There is a lot of detail on the Cloisters at The Met site if you want to read further.
The parkland is also very beautiful and we had a lovely time wandering through the various gardens and, of course, admiring the magnificent stone walls and bridges dotted about.
From here we visited the Neue Galerie on the Upper East Side. We had passed by on previous trips but there always seemed to be a queue, but fate was with us and this time there were no crowds so in we went. We were there to see the remarkable Klimt paintings as well as other work by Austrian and German artists and designers. No photos are allowed in the galleries, but here is a photo of me in front of a reproduction of the Adele Bloch-Bauer painting about which the film “Woman in Gold” was created. It is really worth reading the book or seeing the film – or both, as I did!

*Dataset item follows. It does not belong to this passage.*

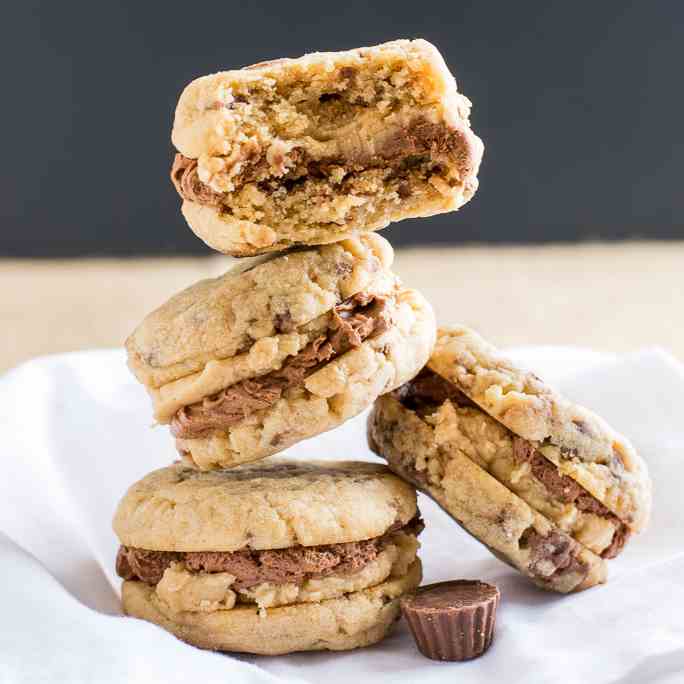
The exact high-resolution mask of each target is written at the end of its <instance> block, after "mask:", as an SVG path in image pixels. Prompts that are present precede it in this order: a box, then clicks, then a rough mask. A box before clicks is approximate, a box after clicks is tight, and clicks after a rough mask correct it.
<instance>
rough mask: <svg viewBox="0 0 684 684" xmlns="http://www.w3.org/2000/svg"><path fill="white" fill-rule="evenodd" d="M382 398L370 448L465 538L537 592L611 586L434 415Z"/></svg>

There is a lot of detail about this painting – for example, the way she’s holding her hand is to disguise a disfigured finger, and the dress is gold leaf full of symbolism. It is a most intriguing piece of art. There are four other works by Klimt in the exhibition and they are all worth viewing.
We also loved the other collections, particularly the clocks and furniture. Some of the silverware was exquisite too. This gallery is definitely worth a visit.
I have to finish off with this photograph. Dogs on the subway are required to be carried in a bag and I love this little corgi sitting happily in the specially designed backpack. I will try and take a photo of quite large dogs stuffed into bags, which is quite funny to see but probably not so funny for the poor dog.
I think this post is quite long enough, so TTFN and I’ll be back soon with more adventures.